Keyword advertising e contraffazione di marchio
Si può usare come keyword una parola corrispondente al marchio altrui ?
Negli ultimi anni si sono intensificate le pronunce della Corte di Giustizia dell’Unione Europea e dei tribunali nazionali in tema diritto industriale relativamente alla contraffazione di marchio e concorrenza sleale per l’uso di segni distintivi di terzi come keyword advertising, nell’ottica di SEO, marketing e in generale di promozione pubblicitaria di un’attività commerciale.
Tra queste vale la pena ricordare le più note pronunce della Corte di Giustizia dell’Unione Europea rese nelle cause Google vs Luis Vuitton UE, Portakabin, L’Orèal vs eBay e Interflora. Cause che sono state ampiamente dibattute negli scritti che si occupano di proprietà intelletuale.
Le problematiche che tali pronunce hanno trattato, e che tutt’ora sollevano, riguardano la possibilità di configurare una contraffazione in ipotesi di suo del marchio altrui in funzione di meta-tag, keyword o nome a dominio, nonché nella responsabilizzazione di coloro che consentono tali usi, come Google che offre il servizio di AdWords.
Volendo solo sensibilizzare sull’argomento, si sottolinea che è consolidato quell’indirizzo secondo cui costituisce contraffazione di marchio l’uso dello stesso come keyword o meta-tag da parte di soggetto non autorizzato, qualora però tale uso possa compromettere una delle funzioni del marchio: provenienza, investimento e pubblicità.
Perché possa ritenersi illecito l’uso del marchio altrui come parola chiave è dunque necessaria la violazione di una delle funzioni che la legge e la giurisprudenza attribuiscono al marchio.
Ciò può accadere quando l’uso concreto che si fa del marchio altrui non consente o consente soltanto difficilmente all’utente della rete (normalmente informato e attento) di sapere se i prodotti o i servizi cui l’annuncio si riferisce provengano dal titolare del marchio, da un’impresa ad esso collegata o da un terzo.
Quando si ha a che fare con un marchio rinomato, poi, la valutazione si arricchisce di ulteriori elementi, come il comportamento parassitario, pur se non confusorio del terzo, e il rischio di pregiudizio alla notorietà del marchio (i.e. dilution by blurring or tarnishment).
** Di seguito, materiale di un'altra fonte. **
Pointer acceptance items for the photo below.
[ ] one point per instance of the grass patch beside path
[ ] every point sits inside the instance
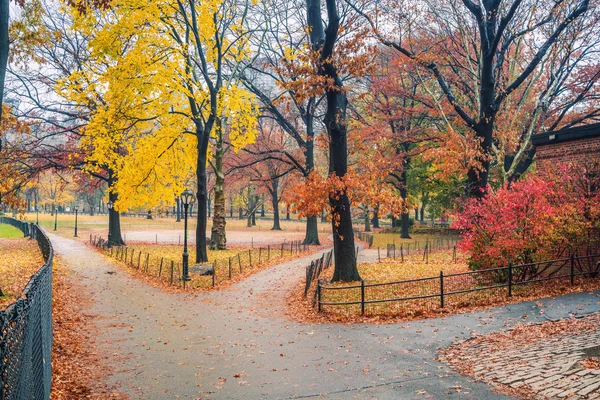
(231, 265)
(21, 258)
(416, 239)
(9, 232)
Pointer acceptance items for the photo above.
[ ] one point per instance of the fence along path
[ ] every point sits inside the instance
(170, 271)
(465, 288)
(26, 329)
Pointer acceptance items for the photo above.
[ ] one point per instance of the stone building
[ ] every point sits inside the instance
(572, 145)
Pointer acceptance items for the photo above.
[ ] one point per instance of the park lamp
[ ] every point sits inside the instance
(110, 206)
(76, 210)
(187, 198)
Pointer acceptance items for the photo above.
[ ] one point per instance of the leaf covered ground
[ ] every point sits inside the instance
(232, 265)
(78, 370)
(21, 258)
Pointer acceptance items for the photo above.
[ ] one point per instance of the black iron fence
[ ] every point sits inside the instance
(26, 329)
(170, 271)
(472, 288)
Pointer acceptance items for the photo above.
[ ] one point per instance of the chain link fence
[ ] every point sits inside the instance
(26, 329)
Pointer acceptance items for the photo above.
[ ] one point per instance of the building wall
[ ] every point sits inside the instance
(580, 151)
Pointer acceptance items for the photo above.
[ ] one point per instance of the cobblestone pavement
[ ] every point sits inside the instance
(548, 369)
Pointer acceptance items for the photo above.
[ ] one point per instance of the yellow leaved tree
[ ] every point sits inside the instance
(168, 73)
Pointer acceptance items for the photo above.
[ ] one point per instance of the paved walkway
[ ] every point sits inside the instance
(237, 343)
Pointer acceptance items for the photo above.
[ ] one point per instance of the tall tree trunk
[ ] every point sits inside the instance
(114, 218)
(218, 240)
(404, 217)
(4, 46)
(274, 191)
(376, 217)
(312, 227)
(202, 195)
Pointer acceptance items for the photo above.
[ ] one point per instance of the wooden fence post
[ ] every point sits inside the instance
(509, 280)
(215, 271)
(172, 270)
(362, 297)
(442, 289)
(572, 269)
(318, 296)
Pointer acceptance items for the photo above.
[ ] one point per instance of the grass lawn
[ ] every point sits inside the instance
(21, 258)
(418, 239)
(98, 224)
(9, 232)
(243, 262)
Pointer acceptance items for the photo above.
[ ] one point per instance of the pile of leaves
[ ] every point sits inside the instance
(537, 218)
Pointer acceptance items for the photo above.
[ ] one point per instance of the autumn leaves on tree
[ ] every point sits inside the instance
(335, 106)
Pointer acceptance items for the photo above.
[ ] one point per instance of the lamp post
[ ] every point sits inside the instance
(187, 198)
(76, 209)
(109, 205)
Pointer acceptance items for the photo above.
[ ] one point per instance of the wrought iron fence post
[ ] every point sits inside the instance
(362, 297)
(509, 280)
(442, 289)
(318, 296)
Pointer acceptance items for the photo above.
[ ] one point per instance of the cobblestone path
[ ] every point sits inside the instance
(551, 368)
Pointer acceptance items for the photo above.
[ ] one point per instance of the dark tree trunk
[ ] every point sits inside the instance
(4, 46)
(275, 203)
(404, 217)
(202, 195)
(312, 227)
(375, 220)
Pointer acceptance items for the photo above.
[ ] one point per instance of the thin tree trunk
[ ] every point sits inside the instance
(218, 240)
(201, 253)
(274, 191)
(376, 217)
(4, 47)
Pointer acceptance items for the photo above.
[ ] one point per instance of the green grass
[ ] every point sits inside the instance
(9, 232)
(417, 240)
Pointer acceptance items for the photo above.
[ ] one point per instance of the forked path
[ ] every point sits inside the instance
(237, 343)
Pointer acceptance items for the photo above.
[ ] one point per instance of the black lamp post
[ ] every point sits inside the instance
(187, 198)
(76, 209)
(109, 205)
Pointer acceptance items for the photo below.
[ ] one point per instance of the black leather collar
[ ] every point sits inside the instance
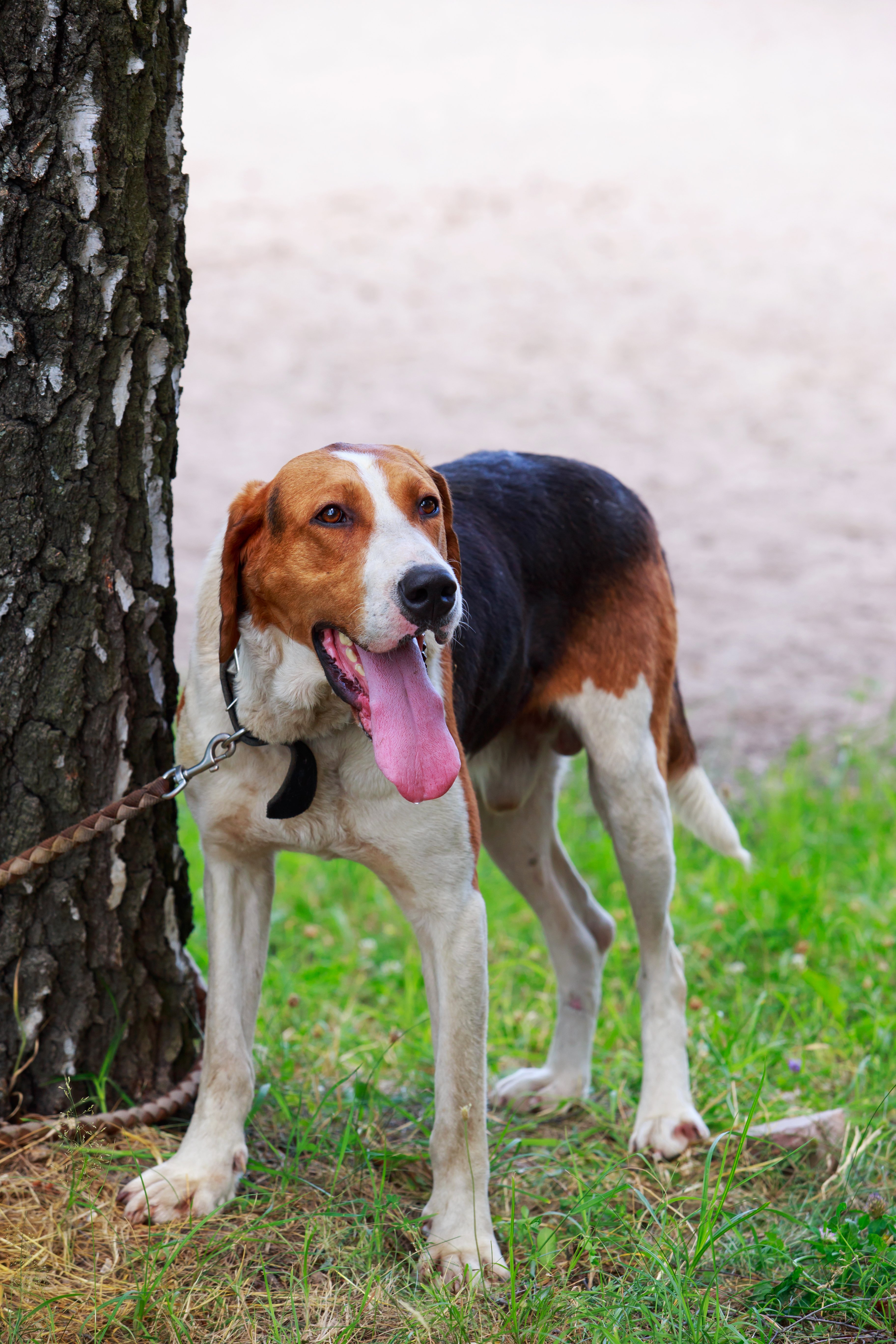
(297, 791)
Per dare un esempio di uso lecito del marchio altrui, nel caso Interflora la Corte di Giustizia dell’Unione Europa ha ritenuto che l’uso della parola “Interflora” da parte di un concorrente nel servizio AdWords di Google non costituisse un illecito, perché tale uso non poteva configurarsi come una semplice imitazione, non provocava una diluzione, né arrecava pregiudizio alle funzioni del marchio.
Il rapporto di concorrenza giustificava l’uso del marchio altrui con quelle modalità, anche se ciò avrebbe comportato per il titolare del marchio l’obbligo di dover pagare un prezzo più alto per poter utilizzare la parola che rappresentava il proprio marchio.